When, a few days later, I received a call from a listener who preferred to remain anonymous, I could tell immediately that it was Taohong. ‘Sister Xinran,’ she said. ‘I wish that everyone had your sincerity, your goodness and your knowledge. Will you accept me as a younger sister?’
8
The Woman Whose Marriage Was Arranged by the Revolution
There is a saying in Chinese: ‘The spear hits the bird that sticks its head out.’ I had not been a radio presenter for long before the number of letters I received from listeners, the promotions and awards that were given to me earned me snide remarks from my colleagues. The Chinese say, ‘If you stand up straight, why fear a crooked shadow?’, so I tried to remain cheerful in the face of any envy. In the end, it was the voices of Chinese women themselves that brought my colleagues closer to me.
The radio station had bought for me four long-playing telephone answering machines, each with tapes that lasted four hours. Every evening after eight, these machines would be available to women who wanted to offer an opinion on the programme, ask for help or tell me their story. My greeting on the machines invited them to unburden themselves so they could walk towards their futures with lighter loads, and assured them that they need not identify themselves or tell me where they were from. Each morning, when I arrived at the office, I found more and more of my colleagues – editors, reporters and presenters – waiting to hear the stories that came spooling out of the tape recorders, told in voices coloured by embarrassment, anxiety and fear.
One day, we heard:
‘Hello, is anybody there? Is Xinran there? Oh, good. It’s just a tape.’

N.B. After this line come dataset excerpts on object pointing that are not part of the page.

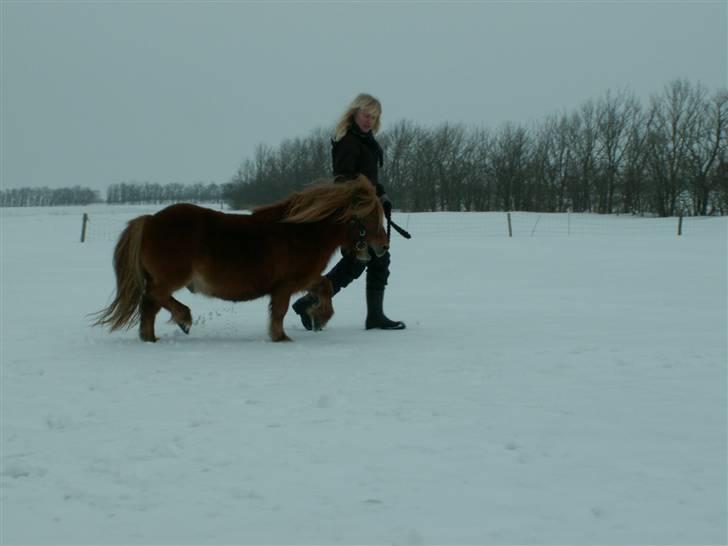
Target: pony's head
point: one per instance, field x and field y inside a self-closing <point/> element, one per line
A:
<point x="354" y="203"/>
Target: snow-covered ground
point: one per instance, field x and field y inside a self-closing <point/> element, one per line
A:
<point x="564" y="386"/>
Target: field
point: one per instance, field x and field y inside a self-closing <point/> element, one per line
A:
<point x="563" y="386"/>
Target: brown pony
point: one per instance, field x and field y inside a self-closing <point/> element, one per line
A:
<point x="279" y="249"/>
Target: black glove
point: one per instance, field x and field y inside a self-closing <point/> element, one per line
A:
<point x="386" y="205"/>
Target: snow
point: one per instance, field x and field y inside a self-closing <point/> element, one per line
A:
<point x="564" y="386"/>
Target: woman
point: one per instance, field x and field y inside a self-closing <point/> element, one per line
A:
<point x="355" y="151"/>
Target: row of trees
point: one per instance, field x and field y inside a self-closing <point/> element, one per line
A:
<point x="117" y="194"/>
<point x="609" y="155"/>
<point x="46" y="197"/>
<point x="158" y="193"/>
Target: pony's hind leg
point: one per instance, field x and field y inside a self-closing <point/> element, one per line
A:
<point x="148" y="311"/>
<point x="181" y="314"/>
<point x="279" y="301"/>
<point x="156" y="298"/>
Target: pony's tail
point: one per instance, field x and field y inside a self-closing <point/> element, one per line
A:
<point x="130" y="280"/>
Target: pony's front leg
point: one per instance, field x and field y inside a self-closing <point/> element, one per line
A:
<point x="279" y="301"/>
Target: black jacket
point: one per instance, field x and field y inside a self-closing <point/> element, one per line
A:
<point x="358" y="153"/>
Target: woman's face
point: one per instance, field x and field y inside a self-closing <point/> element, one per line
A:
<point x="365" y="120"/>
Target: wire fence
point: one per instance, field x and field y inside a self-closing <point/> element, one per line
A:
<point x="102" y="226"/>
<point x="532" y="224"/>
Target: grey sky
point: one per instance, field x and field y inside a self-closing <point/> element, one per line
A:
<point x="95" y="93"/>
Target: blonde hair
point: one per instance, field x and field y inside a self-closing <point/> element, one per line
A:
<point x="363" y="102"/>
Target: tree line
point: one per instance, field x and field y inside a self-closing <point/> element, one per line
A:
<point x="123" y="193"/>
<point x="152" y="193"/>
<point x="48" y="197"/>
<point x="610" y="155"/>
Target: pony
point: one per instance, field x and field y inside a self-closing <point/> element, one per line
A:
<point x="278" y="250"/>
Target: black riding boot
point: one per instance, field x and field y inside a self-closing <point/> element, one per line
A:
<point x="375" y="314"/>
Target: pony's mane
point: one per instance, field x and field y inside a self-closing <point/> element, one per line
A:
<point x="340" y="201"/>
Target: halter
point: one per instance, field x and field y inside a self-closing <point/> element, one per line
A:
<point x="361" y="240"/>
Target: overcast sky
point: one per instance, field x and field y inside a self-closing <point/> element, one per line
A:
<point x="95" y="93"/>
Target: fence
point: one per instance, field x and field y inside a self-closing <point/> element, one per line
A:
<point x="107" y="226"/>
<point x="532" y="224"/>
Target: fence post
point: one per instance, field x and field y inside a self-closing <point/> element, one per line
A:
<point x="83" y="227"/>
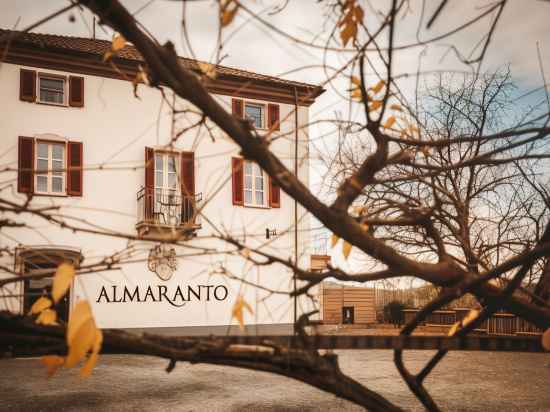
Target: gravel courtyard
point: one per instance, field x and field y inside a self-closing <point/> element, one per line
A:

The woman paused for several seconds.
‘Xinran, good evening. I’m afraid I’m not really one of your regular listeners; I’m not from your province, and I only started listening to your programme recently. My colleagues were discussing you and your programme the other day, they said you had installed special telephones where listeners could leave messages – and where every woman could tell her story anonymously. They said you broadcast these stories the next day for your listeners to discuss freely on the hotline, hoping to help women understand each other, help men understand women, and bring families closer together.
‘For the last few days, I’ve been listening to your programme every day. The reception isn’t very good, but I like the programme a lot. I hadn’t thought there would be so many women’s stories, similar yet different. I’m sure you’re not allowed to broadcast all of them. Even so, I think many women will be grateful to you. Your phone lines give women the opportunity to talk about things they have not dared to or have not been able to talk about since they were very young. You must know what a great relief it is for women to have a space to express themselves without fearing blame or negative reactions. It’s an emotional need, no less important than our physical needs.’
There was another long pause.
‘Xinran, I seem to lack the courage to tell my own story. I want very much to tell people about what kind of family I live in. I also want to hear my own story, because I have never dared look back at the past before, afraid that my memories might destroy my faith in life. I once read that time heals everything, but more than forty years haven’t taken away my hatred or regret; they have only numbed me.’
She sighed faintly.
‘In the eyes of others I have everything a woman could want. My husband has an important post in the provincial government; my son, who is nearly forty, is a manager in the city branch of a national bank; my daughter works in the national insurance company and I work in the office of the city government. I live quietly and peacefully; I don’t have to worry about money or my children’s future like most people, and I needn’t worry about being made redundant either.
‘At home, we have more than enough of everything we need. My son has a big flat of his own, and my daughter, who says that she remains single on principle, lives with us. The three of us live in a big flat of nearly two hundred square metres, with designer furniture and the latest electrical appliances – even the toilet bowl and seat are imported. Most days, someone comes in to do the cleaning and brings fresh flowers. However, my home is merely a display case for household objects: there is no real communication in the family, no smiles or laughter. When we are alone with each other, all you hear are the noises of animal existence: eating, drinking and going to the toilet. Only when there are visitors is there a breath of humanity. In this family, I have neither a wife’s rights nor a mother’s position. My husband says I’m like a faded grey cloth, not good enough to make trousers out of, to cover the bed, or even to be used as a dishcloth. All I am good for is wiping mud off feet. To him, my only function is to serve as evidence of his “simplicity, diligence and upright character” so he can move on to higher office.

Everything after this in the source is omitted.